Для меня началась самостоятельная жизнь. Днем мать я почти не видел, а если и видел, то старался к ней не подходить. Мокрая, в грязном халате, она после долгого ползания под койками с наслаждением выпрямлялась и, стоя, выжимала тряпку. Вытирала о халат красные руки с белыми ладонями и подолгу смотрела в одну точку. Что виделось ей в эти минуты?.. Новая городская жизнь, будто неприступная стена, не пропускала к отупевшему мозгу никаких воспоминаний и надежд. Правда, Хируцкий не отступился, навяливается. Да Толька на него волчится. И ей не больно-то кладовщик глянется. А может, стерпится-слюбится?..

Я надеялся, что мы ушли от противного кладовщика насовсем, что больше я его не увижу. Но сколько еще пришлось вытерпеть мне из-за него.

Утром я начинал обход с улицы. Обойду барак, посижу на крыльце с бабушкой Крюковой, а дальше по темному длинному коридору иду один. Постучу тихо в одну, другую комнату, пока кто-нибудь не откроет. Очень я любил черный хлеб с маргарином, а просить: "Дайте, пожалуйста" - стеснялся. Вспомнил, как в Благодатном на рождество ходили славильщики, приставляли ко лбу руку "звездочкой". Вот и я, вижу: хлеб с маргарином едят - растопырю ладошку, приставлю к уху, а голову набок, будто котенок, и просительно смотрю. Ну как такому откажешь? А вечером я успевал побывать во всех комнатах. Разные то были комнаты. В одних после получки дым стоял коромыслом: и матерятся, и дерутся. В таких жили совсем молодые ребята, кто откуда, в основном вятские да горьковские. Пропьются - у матери перехватят на буханку черняшки, тем и живы. А во второй комнате и вовсе одни из заключения. Как пьянка, так доходит до поножовщины. Житья от них нет. Я к ним редко захаживал, побаивался: уж очень похожи эти на оборотней из поезда. Урки меня затаскивали чуть ли не силком.

Забавлялись жестоко. До отвалу накормят конфетами, хлебом с маргарином и ливерной колбасой - я задеру рубашонку, по животу, как по барабану, шлепаю ладошками и начинаю отрабатывать угощение, представляться. Изображал беременную бабу и одноногого инвалида.

Пряник, шишкарь над всеми, хлопал меня восторженно по плечу и сипел:

- Ну ты, паря, ништяк даешь. Арти-ист. Одесса Толю хочет, Толя, а ты хотишь Одессу? Хотит! - рубил в воздухе короткой рукой Пряник и представлял меня воображаемой одесской публике: - Вы-ступа-а-ет перед биндюжниками Одессы-мамы кумир Тагила-папы Анатолий… Как тебя по производителю? Селезневский! Толя, сделай нам, как Куркуль Хирургович ходит.

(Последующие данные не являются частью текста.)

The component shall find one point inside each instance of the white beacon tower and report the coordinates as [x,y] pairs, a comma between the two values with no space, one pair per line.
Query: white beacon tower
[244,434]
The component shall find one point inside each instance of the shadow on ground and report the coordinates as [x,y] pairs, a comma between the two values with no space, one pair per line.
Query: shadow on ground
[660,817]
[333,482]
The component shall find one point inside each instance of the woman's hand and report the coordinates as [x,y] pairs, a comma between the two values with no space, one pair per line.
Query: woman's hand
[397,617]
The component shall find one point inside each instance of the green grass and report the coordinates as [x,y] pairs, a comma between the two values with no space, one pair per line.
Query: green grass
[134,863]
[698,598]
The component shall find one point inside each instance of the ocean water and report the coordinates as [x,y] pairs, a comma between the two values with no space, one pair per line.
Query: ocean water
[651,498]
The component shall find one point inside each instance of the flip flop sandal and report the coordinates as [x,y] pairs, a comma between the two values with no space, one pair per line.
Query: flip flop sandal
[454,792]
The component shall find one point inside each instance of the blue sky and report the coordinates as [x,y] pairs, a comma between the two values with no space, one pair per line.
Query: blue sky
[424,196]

Я вставал на цыпочки, пугливо озирался и крался, перебирая руками по стене.

- Хохмач, корефан. Точно так и дрожит, сука, на цырлах, - покатывался со смеху Пряник, а с ним другие блатняги. - Ну-ка, Толя, нарисуй, как Куркуль с твоей мамкой балуется.

Я знал, что вся комедия этим и кончится.

- Э-э, - не унимался Пряник, - артист погорелого театра. Все может изобразить, а самое главное - таланту не хватает.

- Гы-гы! Го-го! - рвала животы Пряникова шайка.

Я плакал и уходил.

Был среди блатных шофер Миша Курочкин, по кличке Птичка, быстрый, с фиксой. Как-то начал Пряник на свой манер опять забавляться со мной. Птичка и процедил сквозь зубы:

- Хорэ, Пряник, не фиг мальца себе подобить. Сами гнилье и пацаненка загнилим. Кончай про мать.

- Цыть, малявка, брысь под лавку, - окрысился Пряник и встал с койки.

Миша вытолкнул меня за дверь и сцепился с толстым шишкарем.

Наутро, совершив обход, я заметил, что дверь во вторую приоткрыта. Я заглянул и увидел Мишу читающим на койке книгу.